Seminar - Sreeram Balakrishnan

Speaker: Sreeram Balakrishnan (Manager, Unstructured Information Management Architecture group, IBM India Research Lab)
Title: Factoid Extraction from the Web
Date: 12:30, Thursday 26th May
Location: Room F10, MSS Building
Abstract: The World Wide Web has grown into an information-mesh, with the most important facts being reported through websites. While the information is in plenty, its form is heavily unstructured, making it difficult to deploy an automated information retrieval system that could extract useful factoids. We present a new method capable of extracting relevant factoids from unstructured Web data (hypertext). A factoid is a news-item that might be of interest with respect to particular category such as change in leadership; in our case they are motivated by corporate or market changes that can be used for market intelligence purposes. We associate a factoid with a snippet of natural language text. Factoid extraction, for a given category, is formulated as a two-class classification problem.
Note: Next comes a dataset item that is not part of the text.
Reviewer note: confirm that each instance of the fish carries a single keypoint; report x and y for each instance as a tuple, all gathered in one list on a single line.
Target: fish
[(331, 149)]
Feature abstraction using named entity annotations is used to ameliorate the data sparsity problem We present a method for learning a category specific classifier from a set of pure hand labelled positives and noisy positive instances generated by smartly querying the Web. The system is evaluated on two particular factoid categories, corporate leadership changes and mergers & acquisitions. The experiments yield promising empirical results. Time permitting I would also like to discuss IBM's open-source text analytics platform UIMA.